The state Department of Education released results showing 32.1 percent of New Haven students met literacy standards, and 18.5 percent met math standards, up 5 and 4.9 percentage points, respectively, from the previous year. Students in grades 3 through 8 and grade 11 took the test over the course of five weeks this past spring.
The city made some of the highest gains among Alliance Districts, the 30 lowest-performing in the state. Newhallville’s K-6 Lincoln-Bassett Community School was a standout among the state’s turnaround schools, struggling schools given extra resources through the state Commissioner’s Network.
Connecticut agreed to adopt the Common Core, national academic standards setting more rigorous benchmarks in English and math, aligned to the standardized Smarter Balanced Assessment Consortium (SBAC) exam. New Haven switched to the new standards two years before the state requirement of 2015.
Click here to see the results for this year.
Click here to see state Department of Ed charts on that data.
Last year was supposed to be a test run. Though local education officials said that they expected low scores last year, they panicked when the results came out.
Board of Education members debated whether to double down on existing efforts or start anew with fresh approaches.
Teachers union leaders urged officials not to put too much stock in exam results as measures for student success, especially knowing students were adjusting to a harder test.
In an unprecedented move in the city, Mayor Toni Harp got herself elected president of the Board of Education last fall in the wake of the test score results. She released a 10-point plan to implement targeted interventions at the lowest-scoring schools, using money and support from the city and community.
Superintendent Garth Harries said Thursday that the partial rollout of the mayor’s plan was “absolutely a factor” in the testing gains. One of those initiatives, Saturday Academy, was intended to reinforce math and literacy skills using new technology and engage students in activities to promote social-emotional growth.
“We have looked to strengthen our reading work, and even more so going into this year,” Harries said.

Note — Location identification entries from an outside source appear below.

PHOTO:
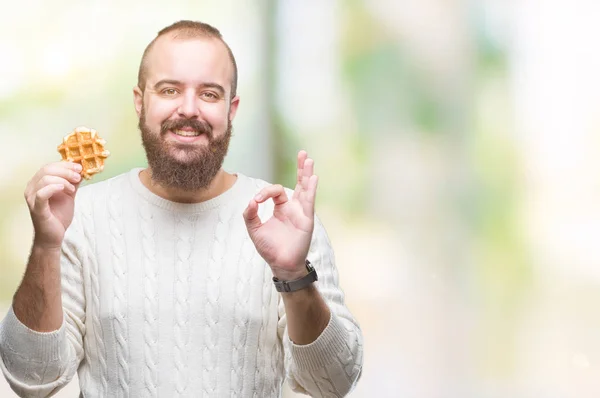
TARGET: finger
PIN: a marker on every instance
(308, 198)
(302, 155)
(276, 192)
(43, 196)
(251, 216)
(307, 172)
(50, 179)
(67, 170)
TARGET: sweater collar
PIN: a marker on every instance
(188, 208)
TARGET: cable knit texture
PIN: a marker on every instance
(172, 299)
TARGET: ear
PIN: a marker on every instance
(138, 100)
(235, 102)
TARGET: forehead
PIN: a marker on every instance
(191, 61)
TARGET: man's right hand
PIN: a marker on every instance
(50, 195)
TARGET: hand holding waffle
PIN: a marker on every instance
(50, 194)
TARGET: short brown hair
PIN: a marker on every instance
(187, 30)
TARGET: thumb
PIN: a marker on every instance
(251, 217)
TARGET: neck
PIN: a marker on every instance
(221, 183)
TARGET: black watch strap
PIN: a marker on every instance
(298, 284)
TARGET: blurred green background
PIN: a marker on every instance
(456, 143)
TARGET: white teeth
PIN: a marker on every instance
(186, 133)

He said the results reflect “hard and deliberate work across the district.”
But the results also “highlight how far we have to go,” he said, even at schools that showed the most growth.

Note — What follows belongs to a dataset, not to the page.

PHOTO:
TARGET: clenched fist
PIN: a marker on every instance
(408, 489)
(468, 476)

Fair Haven School students had the lowest percentage of students meeting or exceeding reading standards, at 10.8 percent, and math standards, at 3.8 percent. Troup School was second lowest in both reading and math, at 18.6 percent and 5.1 percent.
Worthington Hooker School students had the highest percentage of students meeting or exceeding reading standards at 72.9 percent, and math standards, at 67 percent. Engineering & Science University Magnet School was second highest in reading at 57.35 percent of students meeting standards. West Rock Author’s Academy was second highest in math with half of students meeting standards.
Most Improved School
The state report highlighted one school in particular for massive gains on the test. Turnaround school Lincoln-Bassett had 19.6 percent of students meeting or exceeding literacy standards this year, up from 13 percent last year. It also went from single to double digits in math, with 16.4 percent of students meeting or exceeding standards, compared to 5.5 percent last year.
Principal Janet Brown-Clayton, who took over the school in a state-sponsored turnaround in 2014, said she is proud of the school’s improvement and knows the community has a long way to go. Since 2014, once under-performing Lincoln-Bassett has developed a comprehensive technology program and noticeably progressed at each state audit.
Brown-Clayton listed several factors that contributed to the gains: weekly team meetings where school staff analyzes student data, vertical team meetings allowing current teachers of students to speak with their former teachers, and effectively-used instructional time focusing on teaching and not filling out worksheets.
“We work feverishly to maintain student engagement,” Brown-Clayton said. “We want authentic instruction going on.”
School leaders will receive individual student score reports from the state in September and will then be responsible for making sure families receive and understand them. Superintendent Harries said he’s not sure how standardized that process was among schools last year. But this year, he’s going to “encourage schools to do what best works for their families.”
Brown-Clayton said she plans to send the reports home with students with their report cards. She also will thoroughly explain the test and the school’s overall averages to parents at an engagement night in September, giving them time afterward to talk specifics with their students’ teachers.